Blueberry-Pecan Crumble Bars

Gluten-free, vegan and no-sugar-added versions included.

1 cup sugar (1 1/4 cup erythritol for sugar-free version)

3 cups flour (for gluten-free version, use 2 cups brown rice flour, 2/3 cups potato starch, 1/3 cup tapioca starch, 1 teaspoon xanthan gum)

1 teaspoon baking powder

1/4 teaspoon salt

1/4 teaspoon cinnamon

8 ounces cold butter, cubed (1 cup dairy-free margarine, such as Earth Balance, for vegan version)

1 egg (1 tablespoon flax seed plus 3 tablespoons very warm water for vegan version)

1/2 cup honey, maple syrup or brown sugar (1/2 cup plus 2 tablespoons erthyritol for sugar-free version)

1 tablespoon cornstarch

2 teaspoons vanilla extract

1/2 teaspoon cinnamon

Pinch of salt

3 pints fresh blueberries

3/4 cups pecans, chopped

Heat oven to 350 degrees and prepare baking dish with cooking spray or butter. I use a 9-inch-by-9-inch square dish for thicker bars, but this recipe will accommodate up to a 9-inch-by-13-inch pan.

In a medium bowl, whisk together the sugar, flour, baking powder, salt and cinnamon; add the butter and egg and blend with a pastry cutter or fork until the dough starts to come together and become crumbly. Pat half the dough down into the prepared baking dish.
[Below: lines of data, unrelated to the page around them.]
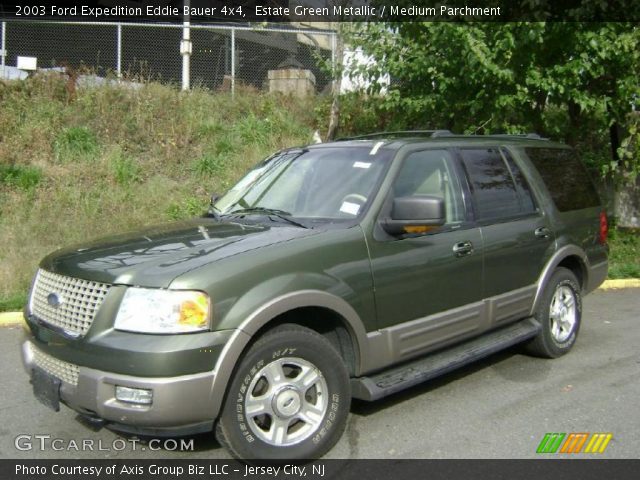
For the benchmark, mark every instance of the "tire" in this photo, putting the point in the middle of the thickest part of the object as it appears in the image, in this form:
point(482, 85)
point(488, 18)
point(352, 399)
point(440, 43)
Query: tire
point(560, 314)
point(288, 399)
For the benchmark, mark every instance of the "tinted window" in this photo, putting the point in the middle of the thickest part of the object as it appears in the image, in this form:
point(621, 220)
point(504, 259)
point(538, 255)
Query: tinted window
point(566, 178)
point(527, 203)
point(493, 189)
point(429, 173)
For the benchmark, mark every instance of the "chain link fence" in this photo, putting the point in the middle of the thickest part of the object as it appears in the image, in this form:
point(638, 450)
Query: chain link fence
point(222, 57)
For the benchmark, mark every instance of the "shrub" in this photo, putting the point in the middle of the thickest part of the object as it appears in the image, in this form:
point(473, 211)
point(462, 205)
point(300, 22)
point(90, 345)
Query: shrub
point(75, 143)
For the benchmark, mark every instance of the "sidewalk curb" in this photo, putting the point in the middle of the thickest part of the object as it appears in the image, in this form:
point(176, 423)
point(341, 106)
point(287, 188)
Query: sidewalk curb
point(15, 318)
point(8, 319)
point(620, 283)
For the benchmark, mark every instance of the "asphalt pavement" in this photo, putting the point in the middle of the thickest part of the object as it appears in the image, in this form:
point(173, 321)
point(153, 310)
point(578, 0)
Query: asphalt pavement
point(499, 408)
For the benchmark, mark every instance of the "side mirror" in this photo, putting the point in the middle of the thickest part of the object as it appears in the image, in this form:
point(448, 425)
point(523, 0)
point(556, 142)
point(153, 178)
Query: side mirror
point(415, 214)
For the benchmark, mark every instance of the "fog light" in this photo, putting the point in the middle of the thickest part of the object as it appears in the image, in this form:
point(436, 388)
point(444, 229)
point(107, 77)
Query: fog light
point(140, 396)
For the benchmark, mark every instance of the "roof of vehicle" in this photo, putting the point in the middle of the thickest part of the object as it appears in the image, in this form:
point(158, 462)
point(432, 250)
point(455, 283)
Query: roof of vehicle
point(398, 139)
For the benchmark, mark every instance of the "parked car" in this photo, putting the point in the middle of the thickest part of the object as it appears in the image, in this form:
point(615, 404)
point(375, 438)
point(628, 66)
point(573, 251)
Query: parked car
point(350, 269)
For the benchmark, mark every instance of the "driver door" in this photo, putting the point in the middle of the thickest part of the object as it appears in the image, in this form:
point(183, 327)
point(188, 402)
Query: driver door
point(428, 288)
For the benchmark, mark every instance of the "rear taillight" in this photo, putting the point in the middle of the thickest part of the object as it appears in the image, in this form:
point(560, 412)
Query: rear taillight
point(604, 228)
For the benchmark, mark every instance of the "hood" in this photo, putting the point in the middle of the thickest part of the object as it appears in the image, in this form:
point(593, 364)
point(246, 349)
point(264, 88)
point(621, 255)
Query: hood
point(154, 256)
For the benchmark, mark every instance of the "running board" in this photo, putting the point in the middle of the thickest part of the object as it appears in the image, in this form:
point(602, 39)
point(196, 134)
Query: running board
point(407, 375)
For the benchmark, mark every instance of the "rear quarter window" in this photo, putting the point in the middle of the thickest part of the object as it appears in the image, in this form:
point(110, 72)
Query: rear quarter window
point(565, 177)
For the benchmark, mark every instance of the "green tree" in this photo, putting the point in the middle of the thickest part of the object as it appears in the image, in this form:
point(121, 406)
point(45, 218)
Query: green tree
point(572, 81)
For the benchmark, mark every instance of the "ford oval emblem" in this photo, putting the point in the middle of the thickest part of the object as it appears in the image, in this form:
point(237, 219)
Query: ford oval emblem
point(55, 300)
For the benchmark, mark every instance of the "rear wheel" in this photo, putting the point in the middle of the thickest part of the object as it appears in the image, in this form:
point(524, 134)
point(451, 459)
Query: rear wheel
point(289, 398)
point(560, 313)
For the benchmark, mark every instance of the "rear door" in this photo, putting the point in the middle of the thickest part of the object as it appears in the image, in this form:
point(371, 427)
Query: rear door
point(517, 236)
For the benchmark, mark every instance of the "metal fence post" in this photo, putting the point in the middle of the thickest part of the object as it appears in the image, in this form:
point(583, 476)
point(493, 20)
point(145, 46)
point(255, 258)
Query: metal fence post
point(233, 61)
point(3, 47)
point(119, 53)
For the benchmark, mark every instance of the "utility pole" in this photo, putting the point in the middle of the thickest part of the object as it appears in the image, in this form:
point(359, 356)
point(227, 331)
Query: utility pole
point(186, 46)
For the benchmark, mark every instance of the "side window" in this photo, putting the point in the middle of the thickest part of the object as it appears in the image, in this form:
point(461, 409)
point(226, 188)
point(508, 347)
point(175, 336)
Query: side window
point(527, 203)
point(565, 177)
point(429, 172)
point(492, 186)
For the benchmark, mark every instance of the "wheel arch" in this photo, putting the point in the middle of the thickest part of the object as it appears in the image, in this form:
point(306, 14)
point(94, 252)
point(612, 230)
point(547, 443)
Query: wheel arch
point(350, 337)
point(571, 257)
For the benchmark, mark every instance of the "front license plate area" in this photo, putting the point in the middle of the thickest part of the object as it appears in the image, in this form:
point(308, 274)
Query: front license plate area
point(46, 388)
In a separate bowl, mix the sweetener of choice, cornstarch, vanilla, cinnamon and salt. Add in the blueberries and pecans and gently fold, mixing everything together. Spread the blueberry mixture over the dough in the pan.

Crumble the remaining dough over the blueberry mixture, spreading it evenly.
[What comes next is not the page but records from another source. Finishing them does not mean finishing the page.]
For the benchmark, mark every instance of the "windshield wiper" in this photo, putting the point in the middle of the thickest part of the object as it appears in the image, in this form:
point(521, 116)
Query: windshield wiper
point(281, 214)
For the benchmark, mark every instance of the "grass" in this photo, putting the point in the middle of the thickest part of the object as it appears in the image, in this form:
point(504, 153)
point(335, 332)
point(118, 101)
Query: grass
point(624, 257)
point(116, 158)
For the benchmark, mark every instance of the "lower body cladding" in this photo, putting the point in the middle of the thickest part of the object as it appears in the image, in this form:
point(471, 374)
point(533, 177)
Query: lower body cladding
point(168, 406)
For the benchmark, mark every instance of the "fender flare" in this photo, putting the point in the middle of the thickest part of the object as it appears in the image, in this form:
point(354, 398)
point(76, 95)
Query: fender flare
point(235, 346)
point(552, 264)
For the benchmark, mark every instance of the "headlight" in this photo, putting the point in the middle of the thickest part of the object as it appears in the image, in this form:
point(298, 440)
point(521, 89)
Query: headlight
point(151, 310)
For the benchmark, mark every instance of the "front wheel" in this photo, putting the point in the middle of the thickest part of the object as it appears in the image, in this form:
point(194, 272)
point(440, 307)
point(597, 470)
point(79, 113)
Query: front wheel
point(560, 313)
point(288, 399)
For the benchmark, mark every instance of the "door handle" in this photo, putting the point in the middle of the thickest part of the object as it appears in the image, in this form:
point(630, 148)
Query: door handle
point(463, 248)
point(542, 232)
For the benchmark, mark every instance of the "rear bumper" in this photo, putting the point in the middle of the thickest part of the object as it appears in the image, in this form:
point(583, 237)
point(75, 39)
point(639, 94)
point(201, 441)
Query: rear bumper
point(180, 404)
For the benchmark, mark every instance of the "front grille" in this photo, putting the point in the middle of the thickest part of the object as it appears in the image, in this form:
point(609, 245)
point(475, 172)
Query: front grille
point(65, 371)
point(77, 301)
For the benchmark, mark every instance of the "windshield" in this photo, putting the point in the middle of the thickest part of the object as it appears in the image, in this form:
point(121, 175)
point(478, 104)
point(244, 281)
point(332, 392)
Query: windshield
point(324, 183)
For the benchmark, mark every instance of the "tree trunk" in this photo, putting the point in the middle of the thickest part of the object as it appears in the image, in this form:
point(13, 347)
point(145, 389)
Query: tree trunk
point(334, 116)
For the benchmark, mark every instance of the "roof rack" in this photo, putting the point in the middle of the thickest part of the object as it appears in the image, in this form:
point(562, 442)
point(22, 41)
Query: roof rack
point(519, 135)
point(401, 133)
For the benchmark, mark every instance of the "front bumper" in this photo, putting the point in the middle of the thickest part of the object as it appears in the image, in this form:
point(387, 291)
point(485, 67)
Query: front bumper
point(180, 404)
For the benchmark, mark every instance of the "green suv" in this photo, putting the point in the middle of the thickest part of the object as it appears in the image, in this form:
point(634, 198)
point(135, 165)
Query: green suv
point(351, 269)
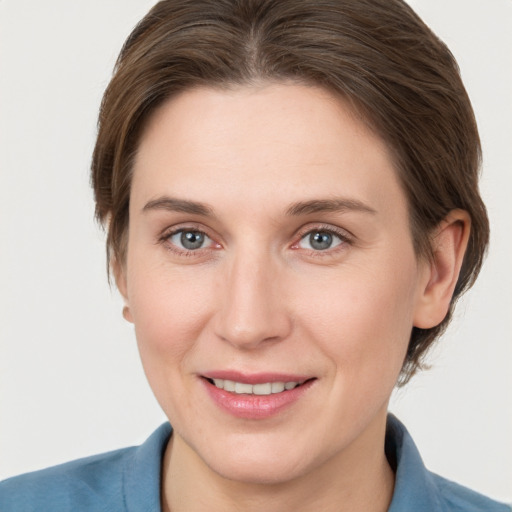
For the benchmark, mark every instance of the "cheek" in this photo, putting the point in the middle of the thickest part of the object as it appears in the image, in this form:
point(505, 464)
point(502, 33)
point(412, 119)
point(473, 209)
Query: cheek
point(362, 319)
point(169, 311)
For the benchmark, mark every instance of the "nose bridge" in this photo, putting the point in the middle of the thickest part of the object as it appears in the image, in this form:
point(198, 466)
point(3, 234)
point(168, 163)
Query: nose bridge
point(251, 310)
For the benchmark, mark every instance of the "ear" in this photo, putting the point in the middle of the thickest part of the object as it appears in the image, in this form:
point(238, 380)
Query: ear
point(442, 272)
point(119, 271)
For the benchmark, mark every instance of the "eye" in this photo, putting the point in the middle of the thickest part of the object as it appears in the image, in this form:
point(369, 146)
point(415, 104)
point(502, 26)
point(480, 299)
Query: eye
point(189, 239)
point(320, 240)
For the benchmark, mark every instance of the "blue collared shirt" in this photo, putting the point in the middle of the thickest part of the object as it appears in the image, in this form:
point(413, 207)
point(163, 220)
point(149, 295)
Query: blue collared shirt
point(128, 480)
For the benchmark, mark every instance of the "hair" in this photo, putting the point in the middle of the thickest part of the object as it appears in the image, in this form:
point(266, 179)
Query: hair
point(376, 54)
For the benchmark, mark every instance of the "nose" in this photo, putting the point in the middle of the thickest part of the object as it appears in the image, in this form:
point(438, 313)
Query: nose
point(253, 308)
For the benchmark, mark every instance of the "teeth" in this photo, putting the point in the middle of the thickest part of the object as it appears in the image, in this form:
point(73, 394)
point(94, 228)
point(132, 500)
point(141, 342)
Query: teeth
point(266, 388)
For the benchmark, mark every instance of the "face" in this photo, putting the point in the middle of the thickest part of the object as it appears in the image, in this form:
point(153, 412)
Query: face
point(271, 277)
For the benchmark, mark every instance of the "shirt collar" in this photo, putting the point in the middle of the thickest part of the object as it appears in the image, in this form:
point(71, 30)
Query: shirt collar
point(414, 486)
Bake for approximately 45 minutes or until the top is just slightly brown. Cool bars completely before cutting. As difficult as it is to wait, this dessert actually tastes best after it has had several hours, or overnight, to cool off and rest.

If you are making the gluten-free and/or no-sugar-added version, please allow the bars to cool overnight for best results. Your taste buds will thank you.

Trish Minton is the pastry chef and baker for Pierpont’s at Union Station. Although she has a passion and love for all things baked and sugary, she particularly loves catering to clients who need gluten-free and vegan desserts.